OAO RusHydro, the Russian renewable energy producer that has lost about 40 percent of market value in the past year, rallied in Moscow and New York as company officials take advantage of the decline to buy back stock.
American depositary receipts of the state-run power company jumped 4 percent to a one-month high of $1.84 in New York, following a 1.3 percent advance of the stock on Moscow’s Micex Index to the highest close since April 2. RusHydro led gains on the Bloomberg Russia-US Equity Index of the most-traded Russian stocks in the U.S., which was little changed at 95.37.
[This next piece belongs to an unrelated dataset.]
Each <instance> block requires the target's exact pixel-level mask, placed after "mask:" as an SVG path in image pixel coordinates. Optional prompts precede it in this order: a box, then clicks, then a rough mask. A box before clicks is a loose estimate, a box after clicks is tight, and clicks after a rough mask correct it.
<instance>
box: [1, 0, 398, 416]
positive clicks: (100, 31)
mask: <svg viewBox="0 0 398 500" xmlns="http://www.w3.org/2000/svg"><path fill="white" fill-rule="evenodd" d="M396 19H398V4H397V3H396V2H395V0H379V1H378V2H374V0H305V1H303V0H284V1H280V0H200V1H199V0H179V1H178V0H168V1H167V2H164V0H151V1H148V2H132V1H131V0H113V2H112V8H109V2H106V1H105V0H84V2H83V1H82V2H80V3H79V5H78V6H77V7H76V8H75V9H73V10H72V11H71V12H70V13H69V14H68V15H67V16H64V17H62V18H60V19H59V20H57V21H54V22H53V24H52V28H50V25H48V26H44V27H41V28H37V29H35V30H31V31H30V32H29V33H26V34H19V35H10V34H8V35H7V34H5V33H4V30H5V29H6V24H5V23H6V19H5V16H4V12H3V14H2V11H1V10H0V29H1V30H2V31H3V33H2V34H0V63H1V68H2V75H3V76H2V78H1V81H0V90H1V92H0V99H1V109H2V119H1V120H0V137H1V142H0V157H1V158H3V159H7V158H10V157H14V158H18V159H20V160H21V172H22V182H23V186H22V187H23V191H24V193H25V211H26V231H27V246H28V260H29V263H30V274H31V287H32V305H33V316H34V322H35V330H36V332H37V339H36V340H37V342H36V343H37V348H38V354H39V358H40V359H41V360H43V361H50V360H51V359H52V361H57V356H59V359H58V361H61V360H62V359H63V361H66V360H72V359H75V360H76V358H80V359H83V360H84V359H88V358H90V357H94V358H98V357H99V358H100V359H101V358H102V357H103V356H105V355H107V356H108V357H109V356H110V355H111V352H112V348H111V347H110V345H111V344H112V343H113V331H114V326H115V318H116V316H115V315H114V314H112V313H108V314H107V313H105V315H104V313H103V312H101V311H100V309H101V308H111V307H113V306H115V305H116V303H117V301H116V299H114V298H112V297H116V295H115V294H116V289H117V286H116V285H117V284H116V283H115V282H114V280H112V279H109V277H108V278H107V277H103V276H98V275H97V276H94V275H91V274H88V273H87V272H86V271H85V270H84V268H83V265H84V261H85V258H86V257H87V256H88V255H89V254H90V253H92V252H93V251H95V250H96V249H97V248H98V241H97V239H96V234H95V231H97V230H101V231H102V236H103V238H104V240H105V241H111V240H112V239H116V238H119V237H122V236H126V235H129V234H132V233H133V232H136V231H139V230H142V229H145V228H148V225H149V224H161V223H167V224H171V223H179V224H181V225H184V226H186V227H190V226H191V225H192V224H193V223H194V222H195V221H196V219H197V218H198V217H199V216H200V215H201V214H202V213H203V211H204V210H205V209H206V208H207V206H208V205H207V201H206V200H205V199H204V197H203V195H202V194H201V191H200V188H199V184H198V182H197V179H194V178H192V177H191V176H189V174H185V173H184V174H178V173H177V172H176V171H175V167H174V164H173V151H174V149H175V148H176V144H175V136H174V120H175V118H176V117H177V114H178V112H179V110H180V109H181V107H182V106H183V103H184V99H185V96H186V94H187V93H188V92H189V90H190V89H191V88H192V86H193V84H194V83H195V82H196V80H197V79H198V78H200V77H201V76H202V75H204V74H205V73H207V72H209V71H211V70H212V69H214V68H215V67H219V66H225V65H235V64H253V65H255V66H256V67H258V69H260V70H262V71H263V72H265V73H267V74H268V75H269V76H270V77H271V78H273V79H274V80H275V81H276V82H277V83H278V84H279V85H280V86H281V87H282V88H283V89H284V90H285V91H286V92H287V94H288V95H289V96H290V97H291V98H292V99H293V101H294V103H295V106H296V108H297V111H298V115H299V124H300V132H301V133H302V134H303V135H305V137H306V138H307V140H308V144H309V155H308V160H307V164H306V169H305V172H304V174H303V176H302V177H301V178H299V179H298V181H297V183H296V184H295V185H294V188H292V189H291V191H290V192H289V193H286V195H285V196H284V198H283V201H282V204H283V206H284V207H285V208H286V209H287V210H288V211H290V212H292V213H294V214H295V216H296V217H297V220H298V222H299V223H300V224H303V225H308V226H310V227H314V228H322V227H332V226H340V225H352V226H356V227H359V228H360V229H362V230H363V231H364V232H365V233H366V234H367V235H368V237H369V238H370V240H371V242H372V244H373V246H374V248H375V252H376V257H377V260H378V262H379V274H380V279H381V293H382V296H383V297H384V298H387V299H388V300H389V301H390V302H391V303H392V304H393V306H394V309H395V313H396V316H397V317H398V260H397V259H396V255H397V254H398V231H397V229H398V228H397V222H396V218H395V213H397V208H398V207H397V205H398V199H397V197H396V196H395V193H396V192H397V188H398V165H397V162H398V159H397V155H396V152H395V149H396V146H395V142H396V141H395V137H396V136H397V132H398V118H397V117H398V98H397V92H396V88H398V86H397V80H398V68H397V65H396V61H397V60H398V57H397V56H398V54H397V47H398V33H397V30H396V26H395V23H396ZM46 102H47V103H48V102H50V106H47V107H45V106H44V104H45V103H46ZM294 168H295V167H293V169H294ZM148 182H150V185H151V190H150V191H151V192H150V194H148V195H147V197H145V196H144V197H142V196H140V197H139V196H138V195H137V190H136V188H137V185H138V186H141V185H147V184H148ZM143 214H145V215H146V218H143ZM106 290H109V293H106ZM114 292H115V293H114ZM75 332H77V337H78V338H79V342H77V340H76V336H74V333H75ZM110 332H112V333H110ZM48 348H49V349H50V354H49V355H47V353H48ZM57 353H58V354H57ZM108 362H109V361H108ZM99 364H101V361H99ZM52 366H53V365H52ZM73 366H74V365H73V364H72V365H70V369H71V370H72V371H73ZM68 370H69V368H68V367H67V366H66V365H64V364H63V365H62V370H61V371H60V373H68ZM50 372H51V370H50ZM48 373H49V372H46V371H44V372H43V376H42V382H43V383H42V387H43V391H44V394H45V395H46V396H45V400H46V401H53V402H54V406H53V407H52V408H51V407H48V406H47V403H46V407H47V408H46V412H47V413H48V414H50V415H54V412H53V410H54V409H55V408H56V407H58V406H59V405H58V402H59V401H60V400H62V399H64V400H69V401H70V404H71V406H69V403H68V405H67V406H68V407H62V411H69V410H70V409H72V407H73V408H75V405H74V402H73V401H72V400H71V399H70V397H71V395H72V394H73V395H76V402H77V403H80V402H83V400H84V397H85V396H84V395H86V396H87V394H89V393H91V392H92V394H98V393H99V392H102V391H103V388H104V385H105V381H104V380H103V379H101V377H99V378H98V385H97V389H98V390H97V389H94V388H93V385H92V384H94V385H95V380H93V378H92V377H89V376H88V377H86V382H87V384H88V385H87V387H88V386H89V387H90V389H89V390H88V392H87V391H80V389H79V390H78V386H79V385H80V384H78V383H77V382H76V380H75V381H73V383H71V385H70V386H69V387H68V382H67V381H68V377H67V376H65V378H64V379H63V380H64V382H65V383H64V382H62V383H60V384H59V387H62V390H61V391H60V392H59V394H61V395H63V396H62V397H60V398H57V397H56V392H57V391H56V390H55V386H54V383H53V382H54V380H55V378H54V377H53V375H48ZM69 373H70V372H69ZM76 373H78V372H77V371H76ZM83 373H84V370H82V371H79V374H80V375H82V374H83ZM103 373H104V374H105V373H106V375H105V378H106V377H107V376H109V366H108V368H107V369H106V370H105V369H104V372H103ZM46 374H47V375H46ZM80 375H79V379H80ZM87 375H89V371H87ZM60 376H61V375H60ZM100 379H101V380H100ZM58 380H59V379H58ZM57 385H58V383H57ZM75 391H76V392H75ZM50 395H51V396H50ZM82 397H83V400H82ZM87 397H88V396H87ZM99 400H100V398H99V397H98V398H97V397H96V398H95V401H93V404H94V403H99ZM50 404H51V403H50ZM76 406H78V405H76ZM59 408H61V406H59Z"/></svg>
RusHydro, which slumped to a record low in New York April 19, follows OAO Lukoil and CTC Media Inc., Russian companies planning buybacks or whose executives have purchased shares as the Micex gauge slid to the cheapest level since June last month. George Rizhinashvili, a RusHydro deputy chairman, boosted his stake almost sixfold since November, company filings showed, and management may buy more stock, according to Timur Ahmedzhanov, head of investor relations.
“When management votes for the stock with its own ruble, there could be no better reason for the market to reconsider the stock,” Mark Rubinstein, head of research at IFC Metropol in Moscow, said in a telephone interview yesterday. “It’s a very positive sign. Management knows better than analysts how the company is really doing.”
RTS Index futures were little changed in U.S. hours at 140,740. The Market Vectors Russia ETF, the largest dedicated Russian exchange-traded fund, decreased 0.6 percent to $27.13. The RTS Volatility Index, which measures expected swings in futures, fell 1.4 percent to 20.40.
RusHydro rose to 58.33 kopeks, or 1.9 cents, in Moscow yesterday. Rizhinashvili increased his stake to 0.017 percent from 0.0029 percent in November, when he first bought shares of RusHydro, according to regulatory filings.
“Management knows the company really well and they spend their own bonuses to buy the stock,” Ahmedzhanov, Moscow-based head of investment relations at the company, said by phone yesterday. “Investors like that.”
RusHydro has tumbled 51 percent in Moscow from last year’s high on March 5 as the government limits power tariff increases and the Interior Ministry probes alleged embezzlement at the company. Vladimir Pekhtin, who resigned from the lower house of parliament in February after bloggers published documents showing he owned luxury property in Miami, has been approved to RusHydro’s board, according to a statement last month.
RusHydro is expected to decide on its 2012 dividends by the end of the month, according to Moscow-based analysts Sergey Beiden at Otkritie Financial Corp. and Fedor Kornachev at ZAO Raiffeisenbank. The company, which posted an adjusted net income of 31.8 billion rubles ($1.02 billion) last year, paid about 10 percent profit in dividends in 2011, Beiden said. Russia requires that all government-backed companies pay no less than a quarter of profit as dividends.
There is a “good chance” the company will meet the government’s requirement already for its 2012 dividends, Otkritie’s Beiden said.
CTC Media Inc., the Nasdaq-listed Russian television network, gained 0.4 percent to $11.40 in New York, the biggest advance since April 29. The board approved a 2.5 million share buyback program, Chief Executive Officer Boris Podolsky said on a March 6 conference call.
OAO Lukoil is “ready” to buy back shares when the price falls, Deputy Vice-President Andrei Gaidamaka said in November. Chief Executive Officer Vagit Alekperov and his deputy Leonid Fedun spent $260 million to buy the oil producer’s shares, according to December regulatory filings.
Lukoil rose 0.1 percent to $64.73 in New York yesterday, while adding 0.6 percent to 2,014.90 rubles, or $64.90, in Moscow.
Russia’s Micex Index trades at 5.3 times estimated earnings, the lowest valuation among 21 emerging markets tracked by Bloomberg. That compares with a valuation of 10.8 for Brazil’s Bovespa index and 9.2 times for the Shanghai Composite Index. The Russian gauge rose 0.4 percent to 1,413.43 yesterday in a second day of gains.
Ruble futures showed the currency unchanged at 31.99 per dollar in U.S. hours. Russia’s ruble gained less than 0.1 percent to 31.04 per dollar yesterday and rose 0.2 percent to 35.3305 against the dollar-euro basket used by the central bank to manage swings that erode exporter competitiveness.
Crude oil for June delivery increased 0.6 percent to $96.16 a barrel on the New York Mercantile Exchange yesterday. Brent oil for June settlement added 1.3 percent to $105.46 a barrel. Urals crude, Russia’s major export oil blend, jumped 2.9 percent to $104.83 per barrel.
United Co. Rusal, the world’s largest aluminum producer, rose 2.3 percent to HK$4.03 in Hong Kong trading as of 10:13 a.m. local time. The MSCI Asia Pacific Index gained 1.1 percent.